‘Fie!’ I said; ‘that was a bit of hysteria. Come now, take your breakfast.’
She looked me in the face. A terror of death stood in beads on her skin. ‘I have heard of transfusion,’ she said faintly; ‘if you will let me have some of the rich red blood run out of your veins into mine I will settle £500 a year on you.’
I shook my head.
‘A thousand,’ she said. ‘Fifteen hundred.’
‘I should be cheating you,’ I insisted, ‘even were I willing. The operation has never been really successful.’
She broke into raving and tears.
‘I cannot die,’ she said; ‘I love life. I love being beautiful and rich; I love admiration. I must have admiration! I love my beautiful, beautiful body and the joy of life! I cannot, cannot die!’
‘What nonsense!’ I said. ‘You are not going to die.’
‘If I could only get it,’ she raved, ‘I would drink blood out of living bodies rather than I would die.’
An hour later she summoned the housekeeper. She had been cogitating with a fold between her brows; her teeth set like pearls in the red of her lower lip.
‘Plimmer,’ she said, ‘give all the servants a month’s wages and an hour’s notice to quit. I cannot endure their sickly faces. Get in a staff of decently healthy people. These cadaverous wretches are killing me.’
Plimmer left the room without a word.
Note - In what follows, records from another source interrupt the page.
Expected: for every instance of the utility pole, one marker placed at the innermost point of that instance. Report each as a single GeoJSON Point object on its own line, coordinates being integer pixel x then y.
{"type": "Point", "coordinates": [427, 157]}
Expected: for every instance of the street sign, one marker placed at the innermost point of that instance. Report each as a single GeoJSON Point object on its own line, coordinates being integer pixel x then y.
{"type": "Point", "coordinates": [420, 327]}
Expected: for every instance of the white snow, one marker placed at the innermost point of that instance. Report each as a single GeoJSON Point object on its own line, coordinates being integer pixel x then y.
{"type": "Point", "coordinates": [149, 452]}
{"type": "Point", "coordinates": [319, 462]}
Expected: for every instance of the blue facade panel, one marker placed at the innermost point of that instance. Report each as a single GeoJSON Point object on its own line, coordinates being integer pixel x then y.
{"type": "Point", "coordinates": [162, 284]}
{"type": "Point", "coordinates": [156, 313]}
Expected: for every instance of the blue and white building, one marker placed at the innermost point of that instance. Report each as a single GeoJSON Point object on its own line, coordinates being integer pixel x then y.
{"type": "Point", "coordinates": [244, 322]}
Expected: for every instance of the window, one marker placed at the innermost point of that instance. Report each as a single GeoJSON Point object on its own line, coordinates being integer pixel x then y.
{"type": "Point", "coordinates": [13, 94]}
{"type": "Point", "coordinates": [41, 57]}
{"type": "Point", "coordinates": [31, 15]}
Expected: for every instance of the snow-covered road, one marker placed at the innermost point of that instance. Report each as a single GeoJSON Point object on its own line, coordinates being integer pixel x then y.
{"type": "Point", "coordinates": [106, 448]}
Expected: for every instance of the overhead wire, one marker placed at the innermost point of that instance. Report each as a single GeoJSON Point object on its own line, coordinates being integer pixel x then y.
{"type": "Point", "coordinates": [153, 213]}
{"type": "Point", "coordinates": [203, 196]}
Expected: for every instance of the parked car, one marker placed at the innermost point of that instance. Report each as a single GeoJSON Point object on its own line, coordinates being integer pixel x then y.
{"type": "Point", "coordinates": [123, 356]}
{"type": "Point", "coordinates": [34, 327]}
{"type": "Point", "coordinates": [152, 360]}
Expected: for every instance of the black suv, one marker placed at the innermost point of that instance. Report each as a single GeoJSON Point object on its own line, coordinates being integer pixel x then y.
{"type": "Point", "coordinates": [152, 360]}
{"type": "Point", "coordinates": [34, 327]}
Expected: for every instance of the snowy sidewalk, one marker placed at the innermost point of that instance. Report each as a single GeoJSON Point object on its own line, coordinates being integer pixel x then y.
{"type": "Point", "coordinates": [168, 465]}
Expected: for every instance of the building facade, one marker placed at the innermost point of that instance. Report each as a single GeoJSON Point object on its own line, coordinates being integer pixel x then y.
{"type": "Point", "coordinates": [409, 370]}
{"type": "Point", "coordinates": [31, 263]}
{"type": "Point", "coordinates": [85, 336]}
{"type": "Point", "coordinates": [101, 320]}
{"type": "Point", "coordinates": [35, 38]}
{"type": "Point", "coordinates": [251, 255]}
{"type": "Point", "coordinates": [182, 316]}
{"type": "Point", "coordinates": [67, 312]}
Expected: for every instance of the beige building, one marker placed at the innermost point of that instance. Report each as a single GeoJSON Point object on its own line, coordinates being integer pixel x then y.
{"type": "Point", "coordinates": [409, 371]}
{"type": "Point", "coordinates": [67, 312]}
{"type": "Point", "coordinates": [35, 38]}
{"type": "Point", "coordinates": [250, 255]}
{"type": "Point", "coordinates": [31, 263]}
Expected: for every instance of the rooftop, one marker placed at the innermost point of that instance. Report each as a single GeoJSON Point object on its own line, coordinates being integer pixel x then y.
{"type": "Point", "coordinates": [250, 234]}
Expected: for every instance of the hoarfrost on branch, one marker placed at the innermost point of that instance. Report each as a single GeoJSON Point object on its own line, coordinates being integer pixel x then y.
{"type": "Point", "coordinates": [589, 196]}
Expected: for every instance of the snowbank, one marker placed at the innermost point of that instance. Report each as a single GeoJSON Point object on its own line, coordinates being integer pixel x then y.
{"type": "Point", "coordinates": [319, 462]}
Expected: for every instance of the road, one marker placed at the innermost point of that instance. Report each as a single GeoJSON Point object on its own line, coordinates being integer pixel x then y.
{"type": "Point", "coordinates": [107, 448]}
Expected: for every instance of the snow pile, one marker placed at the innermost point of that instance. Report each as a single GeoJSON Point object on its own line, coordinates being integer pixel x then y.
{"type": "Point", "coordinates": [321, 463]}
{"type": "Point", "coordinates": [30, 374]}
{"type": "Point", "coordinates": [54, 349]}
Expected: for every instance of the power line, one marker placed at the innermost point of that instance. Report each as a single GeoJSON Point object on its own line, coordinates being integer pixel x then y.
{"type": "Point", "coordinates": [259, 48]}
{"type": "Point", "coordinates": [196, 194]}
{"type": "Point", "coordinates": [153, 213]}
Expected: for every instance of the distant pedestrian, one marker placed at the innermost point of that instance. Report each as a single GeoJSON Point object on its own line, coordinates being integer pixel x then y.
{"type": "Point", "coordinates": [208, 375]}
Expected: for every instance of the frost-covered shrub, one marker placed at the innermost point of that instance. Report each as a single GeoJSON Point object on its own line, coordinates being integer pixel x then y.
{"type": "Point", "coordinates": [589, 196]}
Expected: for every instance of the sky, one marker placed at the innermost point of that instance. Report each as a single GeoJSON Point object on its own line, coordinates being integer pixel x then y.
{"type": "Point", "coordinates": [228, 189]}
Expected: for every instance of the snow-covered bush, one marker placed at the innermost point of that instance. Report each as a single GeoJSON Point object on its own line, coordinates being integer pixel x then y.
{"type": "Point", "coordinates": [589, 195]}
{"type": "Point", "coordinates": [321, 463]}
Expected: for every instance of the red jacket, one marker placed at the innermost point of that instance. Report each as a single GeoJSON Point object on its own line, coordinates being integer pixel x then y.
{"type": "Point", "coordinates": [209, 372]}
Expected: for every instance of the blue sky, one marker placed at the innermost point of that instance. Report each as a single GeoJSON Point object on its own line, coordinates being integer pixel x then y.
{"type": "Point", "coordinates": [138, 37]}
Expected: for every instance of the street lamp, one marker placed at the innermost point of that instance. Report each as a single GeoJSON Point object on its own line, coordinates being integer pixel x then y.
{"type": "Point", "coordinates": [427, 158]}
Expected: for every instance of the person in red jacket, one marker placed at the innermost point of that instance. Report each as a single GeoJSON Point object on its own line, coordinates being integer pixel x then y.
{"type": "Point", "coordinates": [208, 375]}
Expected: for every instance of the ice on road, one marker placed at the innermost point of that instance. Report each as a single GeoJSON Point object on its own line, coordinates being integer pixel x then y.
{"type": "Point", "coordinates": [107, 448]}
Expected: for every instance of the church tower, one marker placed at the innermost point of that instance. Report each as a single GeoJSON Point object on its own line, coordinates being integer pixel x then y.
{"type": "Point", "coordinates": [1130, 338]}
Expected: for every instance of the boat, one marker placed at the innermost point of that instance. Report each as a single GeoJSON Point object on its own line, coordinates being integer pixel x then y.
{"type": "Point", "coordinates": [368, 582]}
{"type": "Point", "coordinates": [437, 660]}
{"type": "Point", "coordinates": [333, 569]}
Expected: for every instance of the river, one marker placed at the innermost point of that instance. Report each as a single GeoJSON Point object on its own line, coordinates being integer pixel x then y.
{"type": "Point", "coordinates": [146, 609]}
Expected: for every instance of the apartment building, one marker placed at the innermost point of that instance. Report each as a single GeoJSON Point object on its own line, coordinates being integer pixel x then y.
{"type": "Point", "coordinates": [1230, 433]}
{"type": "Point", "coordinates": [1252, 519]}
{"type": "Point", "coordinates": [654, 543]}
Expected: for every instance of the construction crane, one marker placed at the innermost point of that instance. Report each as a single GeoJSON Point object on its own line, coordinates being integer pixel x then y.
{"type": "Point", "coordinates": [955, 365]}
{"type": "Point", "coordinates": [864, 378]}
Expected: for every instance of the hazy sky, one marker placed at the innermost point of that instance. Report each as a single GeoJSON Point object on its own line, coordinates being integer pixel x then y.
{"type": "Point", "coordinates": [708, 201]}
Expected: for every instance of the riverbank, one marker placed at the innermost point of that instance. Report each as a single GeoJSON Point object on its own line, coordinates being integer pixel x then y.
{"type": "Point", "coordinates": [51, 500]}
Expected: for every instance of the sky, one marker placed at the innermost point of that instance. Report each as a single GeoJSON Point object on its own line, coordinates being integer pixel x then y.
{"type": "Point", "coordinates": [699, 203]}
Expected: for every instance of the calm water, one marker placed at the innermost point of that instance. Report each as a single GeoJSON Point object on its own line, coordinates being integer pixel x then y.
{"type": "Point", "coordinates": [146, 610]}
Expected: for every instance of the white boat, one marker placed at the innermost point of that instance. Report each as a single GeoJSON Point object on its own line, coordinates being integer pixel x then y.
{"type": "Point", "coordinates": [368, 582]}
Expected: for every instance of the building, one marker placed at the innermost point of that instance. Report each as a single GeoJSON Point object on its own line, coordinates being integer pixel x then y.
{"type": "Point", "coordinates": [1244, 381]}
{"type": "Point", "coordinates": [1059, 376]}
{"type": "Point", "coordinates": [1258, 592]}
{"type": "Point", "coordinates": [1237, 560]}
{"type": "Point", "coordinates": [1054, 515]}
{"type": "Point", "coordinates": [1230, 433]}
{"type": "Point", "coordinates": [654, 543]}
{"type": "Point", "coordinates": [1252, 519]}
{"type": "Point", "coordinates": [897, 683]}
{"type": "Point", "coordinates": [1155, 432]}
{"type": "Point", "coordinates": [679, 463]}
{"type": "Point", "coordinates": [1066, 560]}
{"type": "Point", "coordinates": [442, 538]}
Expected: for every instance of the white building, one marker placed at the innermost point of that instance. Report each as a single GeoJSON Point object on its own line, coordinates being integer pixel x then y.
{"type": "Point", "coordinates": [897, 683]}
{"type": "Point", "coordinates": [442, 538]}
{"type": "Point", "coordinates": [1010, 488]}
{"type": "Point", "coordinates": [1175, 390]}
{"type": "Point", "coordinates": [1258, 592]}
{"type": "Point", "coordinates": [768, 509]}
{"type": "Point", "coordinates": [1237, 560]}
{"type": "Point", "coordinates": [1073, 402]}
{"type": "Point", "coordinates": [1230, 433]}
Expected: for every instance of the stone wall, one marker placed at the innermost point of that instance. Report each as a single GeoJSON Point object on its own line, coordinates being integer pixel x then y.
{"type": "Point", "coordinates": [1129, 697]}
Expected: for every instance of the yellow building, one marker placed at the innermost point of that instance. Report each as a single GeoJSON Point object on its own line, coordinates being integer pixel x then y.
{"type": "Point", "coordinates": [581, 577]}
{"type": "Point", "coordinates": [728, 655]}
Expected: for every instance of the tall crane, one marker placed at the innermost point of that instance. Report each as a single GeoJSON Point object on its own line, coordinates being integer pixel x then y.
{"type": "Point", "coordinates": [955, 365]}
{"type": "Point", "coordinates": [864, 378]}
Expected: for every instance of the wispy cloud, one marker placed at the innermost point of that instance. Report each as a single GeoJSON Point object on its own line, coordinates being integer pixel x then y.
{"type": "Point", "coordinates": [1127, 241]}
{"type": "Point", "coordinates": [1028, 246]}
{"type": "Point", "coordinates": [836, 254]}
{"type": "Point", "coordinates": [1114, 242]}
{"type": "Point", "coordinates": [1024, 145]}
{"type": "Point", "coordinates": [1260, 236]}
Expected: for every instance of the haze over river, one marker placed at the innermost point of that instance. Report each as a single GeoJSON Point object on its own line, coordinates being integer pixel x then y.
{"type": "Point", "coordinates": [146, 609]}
At the door she cast one look toward me and threw her hands up, as one who says: ‘The Lord have mercy on us!’
I followed, and bade her stay her hand. Whether Andrew’s theories were true, or whether my lady were but a person with a mania, there was no doubt but that her convictions played an important part in the case.
I threw on my things and expended a half-sovereign at the chemist’s. I came back the possessor of sundry packets. These I distributed among the household with explicit directions. Her ladyship was not well; her whim must be humoured.
It is surprising what a little rouge will do. In a few minutes the servants’ hall was a scene Arcadian. Even the elderly butler reverted to blooming youth. Then I said to her cheerfully:
‘You are making a mistake about the servants. For my part I am struck with their healthy looks.’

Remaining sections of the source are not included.